SCHMID Group N.V. (NASDAQ:SHMD) (the "Company" or "SCHMID"), a global leader in providing solutions to the high-tech electronics, glass, and energy systems industries, today provides an update on its operational development following the completion of the first quarter of 2026.

Operational Update for the first quarter ended March 31, 2026

In the first quarter of 2026, the Company recorded order intake of €13.6 million and generated revenues of €18.2 million. As in prior years, the first quarter reflects generally the softest period in terms of order intake and revenue contribution. The order book stood at €49 million at the end of the quarter. Order intake and order book figures relate exclusively to orders for equipment and do not include orders associated with services or spare parts.

Based on current visibility and business momentum especially in China, SCHMID reaffirms its full-year 2026 guidance. The Company continues to expect revenues exceeding €100 million, an Adjusted EBITDA margin exceeding 12% and order intake of approximately €114 million for the fiscal year 2026.

The financial information presented in this press release for the first quarter of 2026 is preliminary and unaudited. Actual results may differ from the preliminary estimates presented herein. Order intake and order backlog are operational metrics used by management to evaluate the Company's business activity and visibility of future revenue. These metrics are not measures defined under International Financial Reporting Standards ("IFRS") and may not be comparable to similarly titled measures used by other companies.

Adjusted EBITDA is a non-IFRS financial measure. The Company defines Adjusted EBITDA as earnings before interest, taxes, depreciation and amortization, adjusted to exclude certain non-recurring or non-operational items. Because Adjusted EBITDA excludes items that may be included in the most directly comparable IFRS measure, investors should not consider Adjusted EBITDA in isolation or as a substitute for measures prepared in accordance with IFRS. The Company is unable to provide a reconciliation of forward-looking Adjusted EBITDA guidance to the most directly comparable IFRS financial measure without unreasonable effort because certain items that impact such measures are uncertain, out of the Company's control and cannot be reasonably predicted.

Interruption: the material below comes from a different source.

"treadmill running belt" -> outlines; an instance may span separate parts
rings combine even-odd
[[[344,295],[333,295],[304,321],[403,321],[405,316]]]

Conversions of Convertible Notes by Institutional Investor

Following the issuance of the second tranche of the USD 30 million convertible notes financing on March 5, 2026 as announced in the Report on Form 6-K of the Company dated March 6, 2026, the purchasers of the convertible notes have issued six separate conversion notices converting a total of USD 12 million in principal amount for an aggregate of 2,197,898 new ordinary shares of the Company.

As a result, as of the date of this Report on Form 6-K, the outstanding number of shares has increased to 57,800,909 (including 5,000,000 non-voting earn-out shares held by Anette Schmid and Christian Schmid, which are subject to cancellation on April 30, 2027 should the share price not reach USD 15.00, in relation to 2,500,000 earn-out shares, or USD 18.00, in relation to the other 2,500,000 earn-out shares).

Share Issuances to Anette Schmid, Christian Schmid, Christine Schmid and Schmid Grundstücke GmbH & Co KG to off-set financial liabilities

On April 24, 2026, SCHMID Group N.V. (the "Company") entered into separate subscription agreements and separate set-off agreements with Anette Schmid, Christian Schmid, Christine Schmid and Schmid Grundstücke GmbH & Co KG to off-set financial liabilities in an aggregate amount of EUR 30.75 million. In connection with these agreements, the Company entered into debt assumption agreements with the Company's fully-owned subsidiary, Gebr. Schmid GmbH. Pursuant to the subscription agreements the Company has agreed, subject to the approval by a shareholders' meeting of the Company to be held on May 20, 2026, to issue and sell to Anette Schmid, Christian Schmid, Christine Schmid and Schmid Grundstücke GmbH & Co KG in private placements a number of shares of the Company determined by dividing the EUR 30.75 million by the 5-trading day volume-weighted average price (VWAP) of the Company's shares immediately preceding the approval by the board of directors of the Company of the share issuances following the shareholders' meeting on May 20, 2026. Only in relation to EUR 2.4 million of the aggregate financial liabilities (to be set-off in relation to the financial liabilities to Christine Schmid), the share price will be determined in relation to the 5-trading day VWAP applying a 20% discount.

Both the conversion of parts of the outstanding convertible notes and the conversions of the various financial liabilities will strengthen the Company's balance sheet, reduce leverage and enhance financial flexibility as well as further align key stakeholders' interests with the Company's long-term performance.